Это свидетельство, записанное во времена миазматических представлений о чуме и опубликованное в период господства учения о контагии, было воспринято во второй половине XIX столетия очень серьезно. О чумных побоищах еще не забыли, подлинных механизмов распространения чумы в городах тогда не знали, однако сам контагий уже представляли вполне материально как органическое вещество. Открытие возбудителя чумы и механизмов его распространения посредством крыс и блох в конце XIX столетия, предельно упростило понимание эпидемиологии чумы. Возникновение эпидемий чумы повсеместно стали объяснять завозом больных чумой грызунов. Во время сокрушительной чумы в Маньчжурии 1910—1911 гг. доктор Л.В. Падлевский обнаружил в носоглотке одного санитара возбудитель чумы (Богуцкий В.М., 1911).

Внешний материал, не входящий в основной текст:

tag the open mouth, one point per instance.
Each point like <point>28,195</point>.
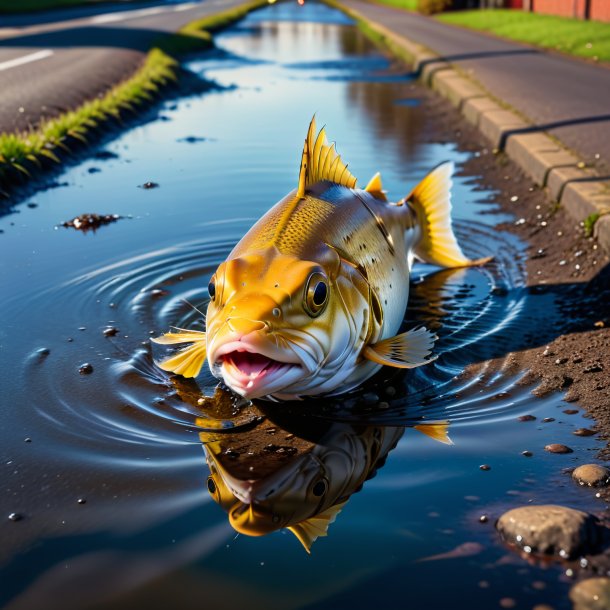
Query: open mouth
<point>251,369</point>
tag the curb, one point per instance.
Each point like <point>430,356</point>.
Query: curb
<point>578,189</point>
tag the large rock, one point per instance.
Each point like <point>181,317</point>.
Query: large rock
<point>592,475</point>
<point>550,530</point>
<point>591,594</point>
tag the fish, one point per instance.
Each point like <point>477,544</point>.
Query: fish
<point>304,487</point>
<point>312,298</point>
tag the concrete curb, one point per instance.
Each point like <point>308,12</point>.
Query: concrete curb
<point>580,190</point>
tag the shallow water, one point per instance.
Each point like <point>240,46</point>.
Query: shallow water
<point>127,441</point>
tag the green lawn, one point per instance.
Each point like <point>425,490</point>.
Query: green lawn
<point>26,6</point>
<point>590,39</point>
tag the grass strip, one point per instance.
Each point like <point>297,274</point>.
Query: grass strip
<point>588,39</point>
<point>23,153</point>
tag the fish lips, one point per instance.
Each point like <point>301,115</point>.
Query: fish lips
<point>253,371</point>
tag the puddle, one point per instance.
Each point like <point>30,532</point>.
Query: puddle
<point>112,485</point>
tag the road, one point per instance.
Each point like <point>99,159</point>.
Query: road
<point>53,62</point>
<point>566,97</point>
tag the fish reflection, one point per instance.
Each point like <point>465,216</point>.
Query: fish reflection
<point>270,471</point>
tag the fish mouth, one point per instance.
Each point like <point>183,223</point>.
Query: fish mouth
<point>254,374</point>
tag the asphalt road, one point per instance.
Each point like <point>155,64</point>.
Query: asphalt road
<point>568,98</point>
<point>53,62</point>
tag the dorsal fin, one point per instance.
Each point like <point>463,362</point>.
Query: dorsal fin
<point>321,162</point>
<point>438,431</point>
<point>375,188</point>
<point>311,529</point>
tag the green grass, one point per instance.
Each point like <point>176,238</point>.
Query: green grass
<point>28,6</point>
<point>25,152</point>
<point>589,39</point>
<point>408,5</point>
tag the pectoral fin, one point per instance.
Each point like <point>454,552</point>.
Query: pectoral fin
<point>310,530</point>
<point>186,362</point>
<point>405,351</point>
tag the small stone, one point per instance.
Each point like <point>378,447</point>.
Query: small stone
<point>591,594</point>
<point>526,418</point>
<point>592,475</point>
<point>584,432</point>
<point>550,529</point>
<point>558,448</point>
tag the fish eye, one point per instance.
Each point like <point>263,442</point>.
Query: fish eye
<point>319,489</point>
<point>316,294</point>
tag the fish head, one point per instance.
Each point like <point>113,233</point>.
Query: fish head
<point>278,324</point>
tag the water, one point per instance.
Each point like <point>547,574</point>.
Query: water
<point>111,482</point>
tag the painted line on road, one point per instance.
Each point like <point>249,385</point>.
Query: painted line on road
<point>25,59</point>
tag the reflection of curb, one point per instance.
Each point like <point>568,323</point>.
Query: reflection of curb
<point>580,190</point>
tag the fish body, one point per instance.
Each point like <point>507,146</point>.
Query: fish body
<point>311,299</point>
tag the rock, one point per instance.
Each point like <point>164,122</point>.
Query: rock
<point>557,448</point>
<point>550,529</point>
<point>591,594</point>
<point>592,475</point>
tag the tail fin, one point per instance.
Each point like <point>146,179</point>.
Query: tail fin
<point>431,201</point>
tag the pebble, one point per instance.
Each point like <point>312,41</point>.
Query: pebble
<point>558,448</point>
<point>591,594</point>
<point>526,418</point>
<point>592,475</point>
<point>550,529</point>
<point>584,432</point>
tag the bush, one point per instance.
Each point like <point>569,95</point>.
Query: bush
<point>430,7</point>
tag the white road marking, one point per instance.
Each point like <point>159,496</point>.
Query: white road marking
<point>25,59</point>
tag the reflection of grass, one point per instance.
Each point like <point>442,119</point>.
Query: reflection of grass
<point>23,6</point>
<point>409,5</point>
<point>589,39</point>
<point>25,152</point>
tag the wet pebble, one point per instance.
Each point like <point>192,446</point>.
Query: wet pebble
<point>591,594</point>
<point>558,448</point>
<point>550,530</point>
<point>584,432</point>
<point>592,475</point>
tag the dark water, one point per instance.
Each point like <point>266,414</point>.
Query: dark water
<point>126,440</point>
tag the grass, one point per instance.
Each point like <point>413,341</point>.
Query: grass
<point>28,6</point>
<point>24,153</point>
<point>588,39</point>
<point>407,5</point>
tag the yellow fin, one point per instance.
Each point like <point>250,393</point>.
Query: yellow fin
<point>187,362</point>
<point>405,351</point>
<point>310,530</point>
<point>375,188</point>
<point>438,431</point>
<point>431,200</point>
<point>320,161</point>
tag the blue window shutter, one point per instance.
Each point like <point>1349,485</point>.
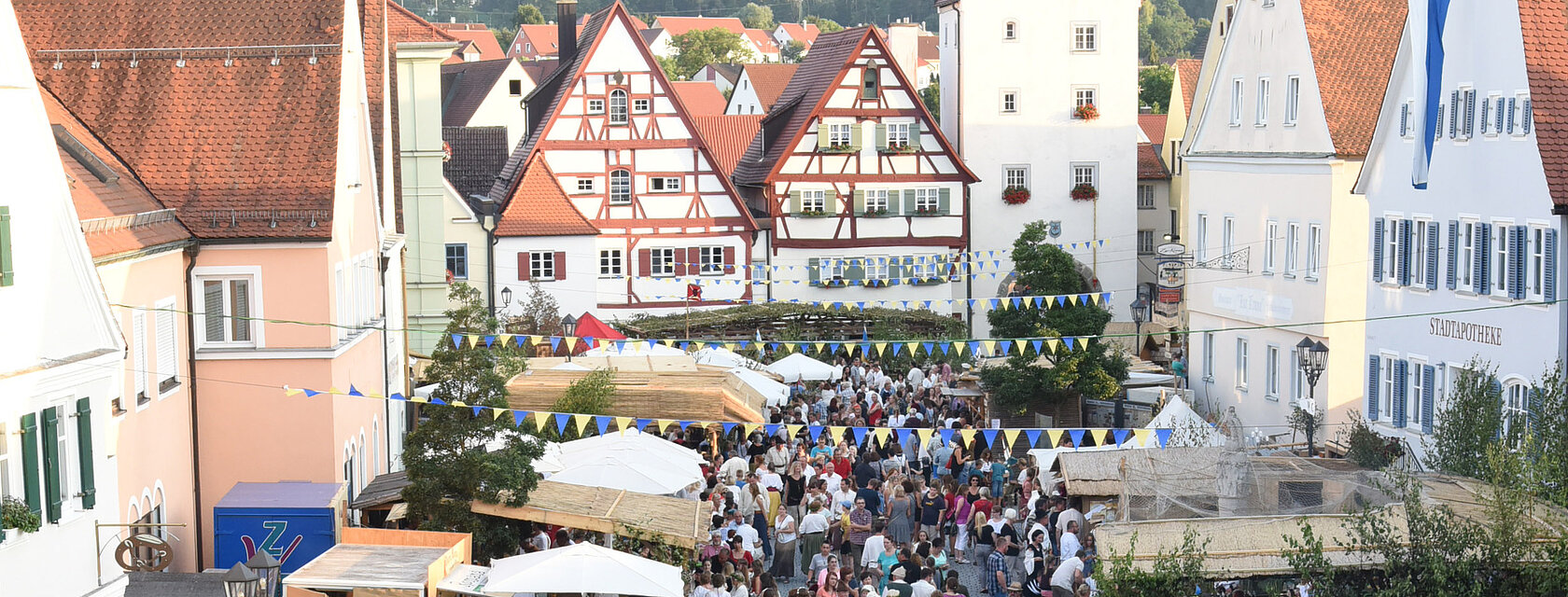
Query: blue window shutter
<point>1427,376</point>
<point>1454,253</point>
<point>1377,249</point>
<point>1549,276</point>
<point>1372,371</point>
<point>1484,259</point>
<point>1401,391</point>
<point>1404,253</point>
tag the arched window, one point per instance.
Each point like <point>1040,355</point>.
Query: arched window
<point>620,187</point>
<point>618,107</point>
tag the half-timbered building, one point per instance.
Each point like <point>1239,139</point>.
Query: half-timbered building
<point>862,190</point>
<point>613,135</point>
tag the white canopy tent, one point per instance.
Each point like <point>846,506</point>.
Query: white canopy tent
<point>798,367</point>
<point>583,569</point>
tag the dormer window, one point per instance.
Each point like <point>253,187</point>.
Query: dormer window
<point>618,113</point>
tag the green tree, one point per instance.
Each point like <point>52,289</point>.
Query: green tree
<point>756,16</point>
<point>447,456</point>
<point>529,14</point>
<point>792,52</point>
<point>695,49</point>
<point>1155,88</point>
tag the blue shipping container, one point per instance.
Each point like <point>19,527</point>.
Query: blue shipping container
<point>295,522</point>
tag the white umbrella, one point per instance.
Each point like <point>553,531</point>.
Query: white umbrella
<point>798,366</point>
<point>631,470</point>
<point>583,569</point>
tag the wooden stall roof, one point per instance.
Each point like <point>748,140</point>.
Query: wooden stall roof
<point>599,509</point>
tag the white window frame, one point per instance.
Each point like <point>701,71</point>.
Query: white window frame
<point>1314,249</point>
<point>814,201</point>
<point>1270,244</point>
<point>612,264</point>
<point>1272,371</point>
<point>1240,364</point>
<point>1263,103</point>
<point>228,276</point>
<point>1238,96</point>
<point>620,187</point>
<point>662,262</point>
<point>1016,175</point>
<point>1085,36</point>
<point>541,265</point>
<point>710,260</point>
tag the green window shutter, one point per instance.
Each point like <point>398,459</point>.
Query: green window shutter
<point>85,450</point>
<point>7,274</point>
<point>30,465</point>
<point>53,493</point>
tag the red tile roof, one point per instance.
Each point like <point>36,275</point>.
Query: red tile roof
<point>1153,127</point>
<point>408,27</point>
<point>1187,71</point>
<point>700,97</point>
<point>805,34</point>
<point>539,207</point>
<point>244,151</point>
<point>118,212</point>
<point>1353,46</point>
<point>1545,25</point>
<point>678,25</point>
<point>1150,165</point>
<point>770,80</point>
<point>728,136</point>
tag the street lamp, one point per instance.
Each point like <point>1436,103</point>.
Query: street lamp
<point>240,582</point>
<point>569,329</point>
<point>1311,359</point>
<point>267,571</point>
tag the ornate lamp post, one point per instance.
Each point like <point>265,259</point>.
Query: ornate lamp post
<point>1311,359</point>
<point>569,329</point>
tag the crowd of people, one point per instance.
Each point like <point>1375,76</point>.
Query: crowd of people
<point>897,519</point>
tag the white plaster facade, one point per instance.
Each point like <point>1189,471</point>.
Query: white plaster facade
<point>1457,267</point>
<point>985,101</point>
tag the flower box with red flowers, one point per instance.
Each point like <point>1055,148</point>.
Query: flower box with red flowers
<point>1015,195</point>
<point>1084,191</point>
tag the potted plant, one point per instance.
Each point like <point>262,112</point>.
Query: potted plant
<point>16,518</point>
<point>1015,195</point>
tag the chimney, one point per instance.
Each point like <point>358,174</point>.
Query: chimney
<point>567,24</point>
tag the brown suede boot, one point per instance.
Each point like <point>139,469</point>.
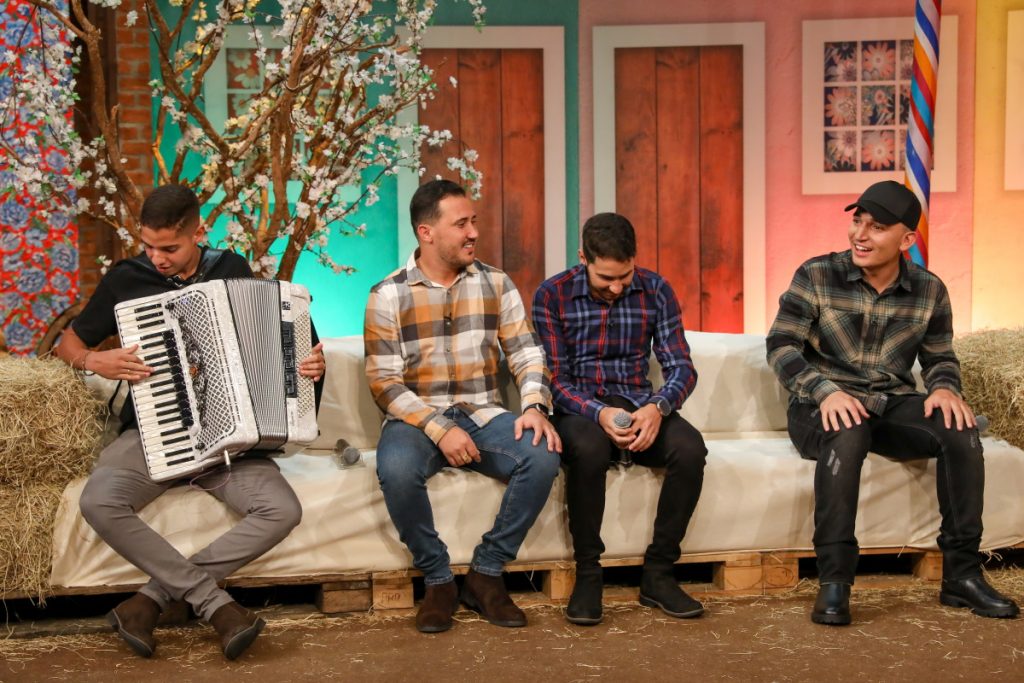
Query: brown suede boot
<point>487,596</point>
<point>439,604</point>
<point>238,628</point>
<point>134,621</point>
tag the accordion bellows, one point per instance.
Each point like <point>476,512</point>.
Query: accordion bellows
<point>225,380</point>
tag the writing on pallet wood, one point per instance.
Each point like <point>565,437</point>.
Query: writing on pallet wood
<point>392,593</point>
<point>348,596</point>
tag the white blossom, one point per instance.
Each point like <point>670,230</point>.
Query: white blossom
<point>341,131</point>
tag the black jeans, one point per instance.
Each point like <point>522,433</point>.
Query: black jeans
<point>587,453</point>
<point>901,433</point>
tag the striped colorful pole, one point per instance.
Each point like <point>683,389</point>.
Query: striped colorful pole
<point>921,123</point>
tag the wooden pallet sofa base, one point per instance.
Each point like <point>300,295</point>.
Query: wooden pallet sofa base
<point>733,574</point>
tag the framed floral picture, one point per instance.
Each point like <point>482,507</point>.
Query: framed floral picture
<point>856,93</point>
<point>1014,175</point>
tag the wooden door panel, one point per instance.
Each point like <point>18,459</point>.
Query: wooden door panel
<point>679,173</point>
<point>679,176</point>
<point>636,147</point>
<point>522,155</point>
<point>721,188</point>
<point>479,128</point>
<point>441,113</point>
<point>497,110</point>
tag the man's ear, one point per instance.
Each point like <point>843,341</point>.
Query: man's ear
<point>909,239</point>
<point>424,232</point>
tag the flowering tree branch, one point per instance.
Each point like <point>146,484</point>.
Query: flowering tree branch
<point>322,119</point>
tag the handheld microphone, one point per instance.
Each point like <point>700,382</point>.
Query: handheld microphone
<point>982,423</point>
<point>345,456</point>
<point>622,420</point>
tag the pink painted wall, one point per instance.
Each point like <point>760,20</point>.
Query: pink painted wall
<point>800,226</point>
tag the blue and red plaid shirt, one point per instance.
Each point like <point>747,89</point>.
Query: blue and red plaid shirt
<point>596,349</point>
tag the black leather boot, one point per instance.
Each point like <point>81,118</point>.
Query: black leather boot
<point>833,604</point>
<point>585,604</point>
<point>976,594</point>
<point>237,627</point>
<point>658,588</point>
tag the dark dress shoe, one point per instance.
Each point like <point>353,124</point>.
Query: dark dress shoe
<point>833,604</point>
<point>585,604</point>
<point>439,604</point>
<point>659,589</point>
<point>487,596</point>
<point>237,627</point>
<point>979,596</point>
<point>134,621</point>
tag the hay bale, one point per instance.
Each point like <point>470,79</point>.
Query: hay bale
<point>992,369</point>
<point>27,515</point>
<point>49,423</point>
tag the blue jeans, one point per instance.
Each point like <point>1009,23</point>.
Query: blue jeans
<point>407,458</point>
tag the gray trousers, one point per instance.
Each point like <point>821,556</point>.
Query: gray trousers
<point>120,486</point>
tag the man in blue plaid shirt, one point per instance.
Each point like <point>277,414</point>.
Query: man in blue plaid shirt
<point>598,323</point>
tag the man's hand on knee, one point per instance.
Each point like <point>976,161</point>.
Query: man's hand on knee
<point>953,409</point>
<point>621,436</point>
<point>458,447</point>
<point>646,422</point>
<point>841,407</point>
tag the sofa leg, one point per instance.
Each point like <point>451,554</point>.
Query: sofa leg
<point>779,571</point>
<point>928,566</point>
<point>740,575</point>
<point>558,583</point>
<point>346,596</point>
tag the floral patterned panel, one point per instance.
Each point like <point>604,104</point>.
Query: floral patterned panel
<point>39,246</point>
<point>865,103</point>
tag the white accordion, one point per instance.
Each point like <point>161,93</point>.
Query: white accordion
<point>225,376</point>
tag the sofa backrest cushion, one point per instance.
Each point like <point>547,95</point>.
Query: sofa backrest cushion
<point>736,391</point>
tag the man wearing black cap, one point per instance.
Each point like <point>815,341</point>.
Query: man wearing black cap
<point>844,342</point>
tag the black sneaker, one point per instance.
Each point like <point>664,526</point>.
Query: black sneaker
<point>585,604</point>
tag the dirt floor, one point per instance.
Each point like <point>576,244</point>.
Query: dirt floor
<point>897,634</point>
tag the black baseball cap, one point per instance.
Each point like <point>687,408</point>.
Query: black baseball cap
<point>890,202</point>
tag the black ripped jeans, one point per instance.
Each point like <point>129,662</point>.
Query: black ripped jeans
<point>901,433</point>
<point>587,453</point>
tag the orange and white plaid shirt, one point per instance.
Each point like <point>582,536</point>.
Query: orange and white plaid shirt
<point>431,347</point>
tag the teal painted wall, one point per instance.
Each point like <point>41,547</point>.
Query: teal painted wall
<point>543,12</point>
<point>339,301</point>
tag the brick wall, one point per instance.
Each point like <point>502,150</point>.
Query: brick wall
<point>127,57</point>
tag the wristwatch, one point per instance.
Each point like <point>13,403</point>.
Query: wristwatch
<point>539,407</point>
<point>663,406</point>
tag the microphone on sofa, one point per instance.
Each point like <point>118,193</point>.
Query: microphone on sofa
<point>345,455</point>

Такие же наблюдения сделали и несколько других ученых. Хотя их эпидемическое значение не было никак доказано, «поздние контагионисты», например, Г.Ф. Вогралик (1935), ухватились за высказывание де Мюсси о передаче чумы через «атмосферу». В частности, Вогралик утверждал следующее: «Совершенно достоверно известно, что болезнь в Италию была занесена здоровыми людьми, бывшими в контакте с больными. Факт чрезвычайной эпидемиологической важности, являвшийся недоказанным до самого последнего времени». Такое же объяснение с опозданием на 70 лет предложил исследователь из Калифорнийского университета М. Wheelis (2002); В.И. Ефременко с соавт. (2000) и М. Kortepeter et al. (2001) просто приняли все на веру в своих работах. Однако надо понимать то, что современник «черной смерти» де Мюсси и его последующие истолкователи бактериологического периода в изучение чумы говорят о совершенно разных вещах.